When you stop and think about it, this word ``trust'' actually has two pretty distinct meanings. It can be the belief that someone or something is honest, trustworthy, the belief that you can take them at their word.

On the other hand, ``trust'' can also be a financial or a property arrangement. A trust is legally held or managed by someone else. It could be for your kids or your grandkids or any beneficiary.

But the irony is a trust in the property management sense is that that often arises out of a lack of trust, as in honesty, when it comes to the person or source receiving the money. It is not a check handed over. It is a financial arrangement with conditions or requirements.

When it comes to Indian Country, they have plenty of historical reasons to lack trust when it comes to the Federal Government; but, the Federal Government does not have reasons to not trust Indian Country's ability to manage their own resources, and natural resources are what have always been the most important asset in Indian Country.

The Indian Trust Asset Reform Act is based on the simple notion that Indian Country prospers when tribes have the opportunity to make their own decisions and chart their own paths. This is what self- determination looks like. This is what sovereignty looks like.

Many tribes, particularly those in my home State of Washington, are among the largest employers and natural resource managers in the entire region. Tribes in the Pacific Northwest have an abundance of trust resources on their land, from timber to rangeland, to fishery resources.

These tribes count on the ability to make decisions quickly to adjust to changing circumstances and to maintain vibrant communities for their members and the region as a whole.

H.R. 812 advances this idea by giving tribes new authority to propose and enter into management plans with the Department of Interior, plans that put the tribes in the driver's seat.

H.R. 812 also returns more control to tribal members, who are often frustrated by, as has been noted earlier, years-long delays that they must go through in obtaining Federal approval to sell or lease or otherwise manage their trust lands.

H.R. 812 would give individuals and tribes a new option to complete these transactions without having to wait for the Department of Interior to go through all that lengthy review and approval process.

Accordingly, it will save time, it will save money, but, most importantly, it will allow the tribes to make their own decisions about how to use their historic lands.

When we find commonsense fixes like this, we restore some of the trust, in the first meaning of the word, and build upon the trust that is already there.

Twenty-seven years ago, if I may make a personal note, I had the privilege to join the office of Governor Booth Gardner in a role that would quickly become chief of staff. Fairly shortly, we signed off on a document known as the Centennial Accord. My good friend and colleague from Washington State will recall it well.
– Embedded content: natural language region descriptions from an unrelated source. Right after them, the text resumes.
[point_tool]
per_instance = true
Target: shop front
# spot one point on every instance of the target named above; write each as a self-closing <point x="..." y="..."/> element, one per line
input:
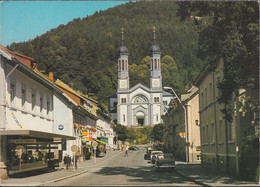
<point x="28" y="150"/>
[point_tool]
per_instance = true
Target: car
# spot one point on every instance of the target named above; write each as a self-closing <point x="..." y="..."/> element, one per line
<point x="166" y="162"/>
<point x="147" y="155"/>
<point x="133" y="148"/>
<point x="158" y="154"/>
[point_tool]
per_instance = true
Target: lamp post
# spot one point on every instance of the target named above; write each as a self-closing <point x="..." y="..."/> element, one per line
<point x="185" y="120"/>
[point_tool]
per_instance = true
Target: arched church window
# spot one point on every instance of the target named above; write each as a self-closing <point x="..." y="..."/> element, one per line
<point x="123" y="65"/>
<point x="140" y="99"/>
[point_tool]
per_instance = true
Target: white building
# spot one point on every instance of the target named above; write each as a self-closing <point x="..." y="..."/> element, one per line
<point x="140" y="104"/>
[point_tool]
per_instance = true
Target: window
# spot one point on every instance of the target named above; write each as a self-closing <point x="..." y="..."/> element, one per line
<point x="207" y="134"/>
<point x="41" y="103"/>
<point x="220" y="130"/>
<point x="12" y="92"/>
<point x="33" y="100"/>
<point x="212" y="132"/>
<point x="48" y="105"/>
<point x="201" y="100"/>
<point x="23" y="96"/>
<point x="123" y="65"/>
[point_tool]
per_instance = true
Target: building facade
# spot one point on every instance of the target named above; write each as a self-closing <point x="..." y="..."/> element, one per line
<point x="224" y="144"/>
<point x="28" y="121"/>
<point x="175" y="131"/>
<point x="139" y="105"/>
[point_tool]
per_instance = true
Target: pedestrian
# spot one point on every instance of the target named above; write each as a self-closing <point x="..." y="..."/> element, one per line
<point x="66" y="160"/>
<point x="126" y="150"/>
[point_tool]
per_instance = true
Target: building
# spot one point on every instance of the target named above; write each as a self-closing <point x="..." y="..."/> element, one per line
<point x="139" y="105"/>
<point x="175" y="131"/>
<point x="226" y="146"/>
<point x="27" y="119"/>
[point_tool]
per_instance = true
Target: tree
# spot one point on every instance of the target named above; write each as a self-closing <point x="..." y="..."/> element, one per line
<point x="229" y="32"/>
<point x="158" y="132"/>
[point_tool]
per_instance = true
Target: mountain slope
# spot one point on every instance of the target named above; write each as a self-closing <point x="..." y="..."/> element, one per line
<point x="84" y="52"/>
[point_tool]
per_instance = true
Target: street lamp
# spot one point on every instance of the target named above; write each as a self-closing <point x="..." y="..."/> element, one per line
<point x="185" y="119"/>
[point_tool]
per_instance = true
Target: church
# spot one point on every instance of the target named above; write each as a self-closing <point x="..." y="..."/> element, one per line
<point x="139" y="105"/>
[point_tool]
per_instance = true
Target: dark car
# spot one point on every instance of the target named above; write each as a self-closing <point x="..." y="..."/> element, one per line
<point x="133" y="148"/>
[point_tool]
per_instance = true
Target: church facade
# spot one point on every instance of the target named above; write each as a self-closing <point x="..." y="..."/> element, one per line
<point x="139" y="105"/>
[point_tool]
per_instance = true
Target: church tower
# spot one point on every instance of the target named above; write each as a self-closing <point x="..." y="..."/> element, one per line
<point x="123" y="75"/>
<point x="155" y="65"/>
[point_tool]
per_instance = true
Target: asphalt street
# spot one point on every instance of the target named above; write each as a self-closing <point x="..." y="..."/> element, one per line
<point x="121" y="170"/>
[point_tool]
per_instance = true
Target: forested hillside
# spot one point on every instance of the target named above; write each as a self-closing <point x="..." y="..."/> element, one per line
<point x="84" y="52"/>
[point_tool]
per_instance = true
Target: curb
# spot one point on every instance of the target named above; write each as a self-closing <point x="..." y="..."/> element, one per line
<point x="189" y="178"/>
<point x="76" y="174"/>
<point x="63" y="178"/>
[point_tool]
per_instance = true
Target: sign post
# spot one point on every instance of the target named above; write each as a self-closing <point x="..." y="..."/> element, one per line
<point x="74" y="149"/>
<point x="20" y="148"/>
<point x="95" y="144"/>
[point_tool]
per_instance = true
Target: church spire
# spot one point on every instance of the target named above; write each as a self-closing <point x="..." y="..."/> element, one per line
<point x="154" y="38"/>
<point x="122" y="40"/>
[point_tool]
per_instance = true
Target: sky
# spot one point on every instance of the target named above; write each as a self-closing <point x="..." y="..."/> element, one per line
<point x="24" y="20"/>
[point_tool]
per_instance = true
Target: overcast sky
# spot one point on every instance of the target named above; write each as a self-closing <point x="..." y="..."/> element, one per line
<point x="24" y="20"/>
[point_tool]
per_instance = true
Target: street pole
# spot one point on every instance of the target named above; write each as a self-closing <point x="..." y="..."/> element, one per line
<point x="185" y="121"/>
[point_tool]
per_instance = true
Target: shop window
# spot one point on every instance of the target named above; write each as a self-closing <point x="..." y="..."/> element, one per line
<point x="33" y="100"/>
<point x="23" y="96"/>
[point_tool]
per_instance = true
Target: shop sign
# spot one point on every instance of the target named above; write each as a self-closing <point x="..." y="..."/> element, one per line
<point x="90" y="136"/>
<point x="61" y="127"/>
<point x="85" y="139"/>
<point x="198" y="148"/>
<point x="74" y="148"/>
<point x="84" y="133"/>
<point x="22" y="141"/>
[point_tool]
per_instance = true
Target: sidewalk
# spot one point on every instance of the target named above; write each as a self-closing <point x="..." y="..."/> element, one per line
<point x="206" y="177"/>
<point x="59" y="174"/>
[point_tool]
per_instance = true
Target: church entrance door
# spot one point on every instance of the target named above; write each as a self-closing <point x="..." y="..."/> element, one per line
<point x="140" y="118"/>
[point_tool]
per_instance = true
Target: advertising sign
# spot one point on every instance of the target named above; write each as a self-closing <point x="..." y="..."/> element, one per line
<point x="84" y="133"/>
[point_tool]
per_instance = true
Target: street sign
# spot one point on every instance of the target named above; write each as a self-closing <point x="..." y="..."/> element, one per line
<point x="95" y="144"/>
<point x="90" y="136"/>
<point x="74" y="148"/>
<point x="84" y="133"/>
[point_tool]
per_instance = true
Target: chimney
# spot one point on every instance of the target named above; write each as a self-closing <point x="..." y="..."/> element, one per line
<point x="51" y="76"/>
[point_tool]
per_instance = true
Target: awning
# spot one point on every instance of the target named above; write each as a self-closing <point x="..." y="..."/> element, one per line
<point x="100" y="141"/>
<point x="36" y="134"/>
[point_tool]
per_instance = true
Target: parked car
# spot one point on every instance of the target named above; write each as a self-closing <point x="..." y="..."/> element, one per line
<point x="157" y="154"/>
<point x="147" y="155"/>
<point x="133" y="148"/>
<point x="166" y="162"/>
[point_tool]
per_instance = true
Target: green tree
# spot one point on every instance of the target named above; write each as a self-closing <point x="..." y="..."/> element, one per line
<point x="158" y="132"/>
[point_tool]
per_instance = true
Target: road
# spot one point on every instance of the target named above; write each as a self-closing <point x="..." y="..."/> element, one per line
<point x="121" y="170"/>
Basically, it was the first memorialization in the history of the United States that recognized the government-to-government relationship between the tribes and the State of Washington.

I have said regularly since, in an intermittent public service career extending back 40-some years, I have no higher point of pride than the small role I played in that, lo, those many years ago.

Accordingly, I would like to thank Congressman Simpson very much for his leadership on this bill and for allowing me the privilege to be the Democratic lead cosponsor.

I would like to add my expression of gratitude to Chairman McClintock and the gentlewoman from Massachusetts (Ms. Tsongas) as well as our ranking member, all those involved.

I would like to thank the Affiliated Tribes of Northwest Indians and its Trust Reform Committee. Let it not go unsaid that there was a decade of work leading up to today, a decade of work.

``Sovereignty'' means sovereignty. ``Government-to-government'' means just exactly that. The fact of the matter is we have a moral and a legal and sometimes a treaty obligation to fulfill that government-to- government relationship. It is the right thing to do.

It is in that spirit that I submit H.R. 812 for your favorable consideration.